Pope tells Ecuadorean bishops Catholics are obligated to defend life

VATICAN CITY – Defending the values of human life and the family is not always easy, but it is an obligation all Catholics – clergy and laity – share, Pope Benedict XVI said.

Meeting the bishops of Ecuador Oct. 16, the pope thanked them for defending basic human values during their country’s campaign to draft and pass a new constitution.

“I want to thank you for the efforts you are making, not without great sacrifice, to draw society’s attention to those values that made human life more just and marked by solidarity,” the pope told the bishops at their “ad limina” visits to the Vatican. Heads of dioceses are required to make these visits every five years to report on the status of their dioceses.

Archbishop Antonio Arregui Yarza of Guayaquil, president of the Ecuadorean bishops’ conference, told the pope that the bishops’ July statement on potential dangers in the new constitution provoked “a very strong reaction on the part of the regime.”

The archbishop said the government used “aggressive and inaccurate propaganda” to paint the bishops as political supporters of the opposition.

“We place our (country’s) uncertain future in God’s hands,” he said, adding that the bishops are committed to “a comprehensive, generous and constructive dialogue” with the government once a new legislature is in place.

The new constitution, which the bishops said did not clearly proclaim the right to life and define marriage as the union of a man and a woman, won the approval of more than 60 percent of the electorate in September.

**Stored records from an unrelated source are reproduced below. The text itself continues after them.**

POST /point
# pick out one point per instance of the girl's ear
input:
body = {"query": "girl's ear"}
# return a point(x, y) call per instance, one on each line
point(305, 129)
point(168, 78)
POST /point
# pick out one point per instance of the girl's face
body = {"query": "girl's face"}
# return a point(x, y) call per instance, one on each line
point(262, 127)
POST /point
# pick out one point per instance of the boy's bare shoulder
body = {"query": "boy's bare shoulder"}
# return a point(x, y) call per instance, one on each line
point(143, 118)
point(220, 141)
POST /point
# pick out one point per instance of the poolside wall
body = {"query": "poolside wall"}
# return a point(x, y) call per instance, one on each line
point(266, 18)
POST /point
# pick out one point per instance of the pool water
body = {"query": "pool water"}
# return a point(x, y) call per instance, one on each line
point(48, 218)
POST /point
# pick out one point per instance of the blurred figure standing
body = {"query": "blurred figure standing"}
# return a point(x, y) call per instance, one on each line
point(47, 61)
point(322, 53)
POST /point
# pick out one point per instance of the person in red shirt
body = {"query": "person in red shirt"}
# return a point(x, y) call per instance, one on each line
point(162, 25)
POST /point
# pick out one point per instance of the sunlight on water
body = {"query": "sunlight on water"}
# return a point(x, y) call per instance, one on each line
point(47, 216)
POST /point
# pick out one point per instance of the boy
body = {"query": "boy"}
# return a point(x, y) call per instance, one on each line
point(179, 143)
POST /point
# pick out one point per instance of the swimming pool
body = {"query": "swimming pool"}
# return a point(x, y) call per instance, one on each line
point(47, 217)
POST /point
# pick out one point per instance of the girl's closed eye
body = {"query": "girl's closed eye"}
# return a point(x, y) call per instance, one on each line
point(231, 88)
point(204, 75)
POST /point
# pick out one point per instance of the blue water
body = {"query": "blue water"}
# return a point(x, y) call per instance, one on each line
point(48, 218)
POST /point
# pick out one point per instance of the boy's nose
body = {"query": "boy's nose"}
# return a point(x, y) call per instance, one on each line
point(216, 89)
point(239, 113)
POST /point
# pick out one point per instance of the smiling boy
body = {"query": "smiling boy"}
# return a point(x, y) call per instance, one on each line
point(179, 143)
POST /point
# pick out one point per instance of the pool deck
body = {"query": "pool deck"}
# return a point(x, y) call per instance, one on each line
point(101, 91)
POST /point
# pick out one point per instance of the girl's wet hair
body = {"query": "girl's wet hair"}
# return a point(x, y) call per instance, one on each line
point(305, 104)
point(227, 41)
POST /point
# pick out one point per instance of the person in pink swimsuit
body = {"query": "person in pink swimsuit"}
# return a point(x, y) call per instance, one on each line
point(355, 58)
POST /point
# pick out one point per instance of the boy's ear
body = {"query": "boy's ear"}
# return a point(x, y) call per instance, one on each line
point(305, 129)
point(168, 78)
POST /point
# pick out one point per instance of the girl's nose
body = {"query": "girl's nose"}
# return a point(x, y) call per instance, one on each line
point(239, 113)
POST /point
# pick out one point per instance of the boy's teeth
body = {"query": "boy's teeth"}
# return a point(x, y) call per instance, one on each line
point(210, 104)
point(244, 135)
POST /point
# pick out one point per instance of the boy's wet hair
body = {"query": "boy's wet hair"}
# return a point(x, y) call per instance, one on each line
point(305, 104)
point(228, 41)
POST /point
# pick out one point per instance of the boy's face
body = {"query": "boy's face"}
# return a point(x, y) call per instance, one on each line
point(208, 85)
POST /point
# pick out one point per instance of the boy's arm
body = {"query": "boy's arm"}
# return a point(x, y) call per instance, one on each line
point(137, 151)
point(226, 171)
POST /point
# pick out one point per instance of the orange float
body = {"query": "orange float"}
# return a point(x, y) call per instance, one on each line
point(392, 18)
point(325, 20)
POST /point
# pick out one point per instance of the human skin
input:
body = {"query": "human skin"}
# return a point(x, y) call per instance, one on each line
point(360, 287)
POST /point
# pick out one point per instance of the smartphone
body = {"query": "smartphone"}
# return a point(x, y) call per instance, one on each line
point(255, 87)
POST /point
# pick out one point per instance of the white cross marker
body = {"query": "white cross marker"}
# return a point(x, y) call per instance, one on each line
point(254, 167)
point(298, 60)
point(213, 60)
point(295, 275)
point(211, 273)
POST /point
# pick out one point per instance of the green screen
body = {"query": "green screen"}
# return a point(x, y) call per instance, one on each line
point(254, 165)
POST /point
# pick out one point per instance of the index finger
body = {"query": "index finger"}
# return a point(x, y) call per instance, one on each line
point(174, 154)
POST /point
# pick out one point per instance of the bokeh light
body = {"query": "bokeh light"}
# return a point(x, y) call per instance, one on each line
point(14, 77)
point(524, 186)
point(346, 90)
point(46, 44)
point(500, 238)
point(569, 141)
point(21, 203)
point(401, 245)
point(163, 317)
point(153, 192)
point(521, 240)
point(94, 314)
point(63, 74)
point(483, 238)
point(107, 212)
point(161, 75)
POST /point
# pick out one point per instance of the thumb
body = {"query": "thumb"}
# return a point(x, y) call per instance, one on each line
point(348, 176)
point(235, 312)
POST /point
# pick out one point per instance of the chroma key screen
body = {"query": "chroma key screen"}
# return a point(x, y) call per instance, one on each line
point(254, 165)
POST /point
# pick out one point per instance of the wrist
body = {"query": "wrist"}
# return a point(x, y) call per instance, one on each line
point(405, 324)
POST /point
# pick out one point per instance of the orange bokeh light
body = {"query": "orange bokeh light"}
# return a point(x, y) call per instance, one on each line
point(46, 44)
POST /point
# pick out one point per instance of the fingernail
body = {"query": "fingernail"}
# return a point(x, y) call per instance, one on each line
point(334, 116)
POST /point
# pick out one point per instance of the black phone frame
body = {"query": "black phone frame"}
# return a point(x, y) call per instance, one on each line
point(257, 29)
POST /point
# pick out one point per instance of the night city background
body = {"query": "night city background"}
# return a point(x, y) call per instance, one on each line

A National Assembly is expected to be formed before the end of October and it will serve as a parliament until new legislative elections are held in 2009.

Pope Benedict told the bishops, “In this important phase of history, the church in Ecuador needs a mature and committed laity that, with a solid doctrinal formation and a deep interior life, will live its specific vocation: to enlighten all human, social, cultural and political reality with the light of Christ.”

At the same time, he said, the bishops have an obligation to “offer the entire community your proper contribution through reflection and moral judgments, including those on political questions that touch the dignity of the human person.”